[Logo]

Enchant

by Dom Lachowicz - <domlachowicz@gmail.com>

News

April 1, 2010: Enchant 1.6.0 released. See below for download information.

  • Fix bug 12567: the ispell sources aren't licensed under the LGPL
  • Add a function to get enchant's version (enchant_get_version)
  • Disable zemberek plugin by default, as it's known to cause issues/crashes with WebKit
  • Fix bug 12472: Win32 DLL dependency not found popup occurs when module has unmet dependencies
  • Possibly fix Ubuntu bug 474062
  • Fix bug 12409: Registry handle not closed in enchant_get_registry_value_ex
  • Fix bug 12406: Leak in _enchant_get_user_home_dirs() on Windows
  • Fix bug 12007: Update FSF address
  • Fix bug 12305: Zemberek module lists a Turkish dictionary even without Zemberek installed
  • Don't assert if passed a null string list
  • Fix bug 12350: enchant_pwl_init_with_file truncates pwl file
  • Fix a double-free memory corruption bug
  • Fix bug 12173: fix some small memory leaks
  • Fix bug 12174: mis-acceptence of dictionaries which start with a partial match of the lang id
  • Fix bug 12160: enchant 1.5.0 always looks in "lib" dir for plugins
  • Fix the build with the MSVC compiler
  • Add a --with-system-myspell option
  • Package missing compile-resource file
  • Compare paths ignoring case sensitivity on windows

May 23, 2009: Enchant 1.5.0 released. See below for download information.

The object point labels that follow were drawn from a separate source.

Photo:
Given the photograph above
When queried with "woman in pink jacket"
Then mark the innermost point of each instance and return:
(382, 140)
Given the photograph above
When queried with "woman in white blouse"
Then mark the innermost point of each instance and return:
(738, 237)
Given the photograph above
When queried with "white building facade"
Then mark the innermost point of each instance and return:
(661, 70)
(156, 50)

  • TODO: someone should update this :)

May 5, 2008: Enchant 1.4.2 released. See below for download information.

  • Voikko (Finnish) language support
  • Zemberek (Turkish) language support
  • Better support for Unicode in the personal dictionaries
  • Personal dictionaries offer better suggestions
  • Use OpenOffice's dictionaries on Windows
  • Aspell works on Windows
  • Can use a system-wide Hunspell/Myspell installation on Unix-like platforms
  • Require Hunspell 1.2.1
  • .NET bindings
  • More lax language matching rules (eg. if you request a "pl" dictionary, but only have a "pl_PL" myspell dictionary installed, it will do the right thing)
  • Use XDG's data-dirs spec for locating dictionaries (eg. ~/.config/enchant/myspell/)
  • Lots of unit tests
  • Lots of bug fixes

October, 2003: Enchant is listed in the Freedesktop.org software repository!

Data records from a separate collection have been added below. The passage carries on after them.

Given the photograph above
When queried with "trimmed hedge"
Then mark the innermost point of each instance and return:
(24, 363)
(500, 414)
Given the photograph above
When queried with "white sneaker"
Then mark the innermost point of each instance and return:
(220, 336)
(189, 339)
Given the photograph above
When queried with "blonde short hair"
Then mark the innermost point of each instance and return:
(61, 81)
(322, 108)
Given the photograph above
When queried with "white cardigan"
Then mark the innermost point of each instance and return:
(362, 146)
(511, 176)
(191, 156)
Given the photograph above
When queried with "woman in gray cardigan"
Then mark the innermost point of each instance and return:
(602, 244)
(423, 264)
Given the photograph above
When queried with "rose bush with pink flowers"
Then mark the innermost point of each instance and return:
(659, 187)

GnomeSpell and GtkSpell use Enchant!

  • GnomeSpell and GtkSpell use Enchant

LibSexy uses Enchant

KDE/KOffice folks considering using Enchant

  • "Current plans are either to rewrite the current API after KOffice 1.3 and KDE 3.2 releases or to reuse the newly born Enchant backend neutral spell checking engine." More information can be found here.

What is Enchant?

On the surface, Enchant appears to be a generic spell checking library. You can request dictionaries from it, ask if a word is correctly spelled, get corrections for a misspelled word, etc...

Beneath the surface, Enchant is a whole lot more - and less - than that. You'll see that Enchant isn't really a spell checking library at all.

"What's that?" you ask. Well, Enchant doesn't try to do any of the work itself. It's lazy, and requires backends to do most of its dirty work. Looking closer, you'll see the Enchant is more-or-less a fancy wrapper around the dlopen() system call. Enchant steps in to provide uniformity and conformity on top of these libraries, and implement certain features that may be lacking in any individual provider library. Everything should "just work" for any and every definition of "just working."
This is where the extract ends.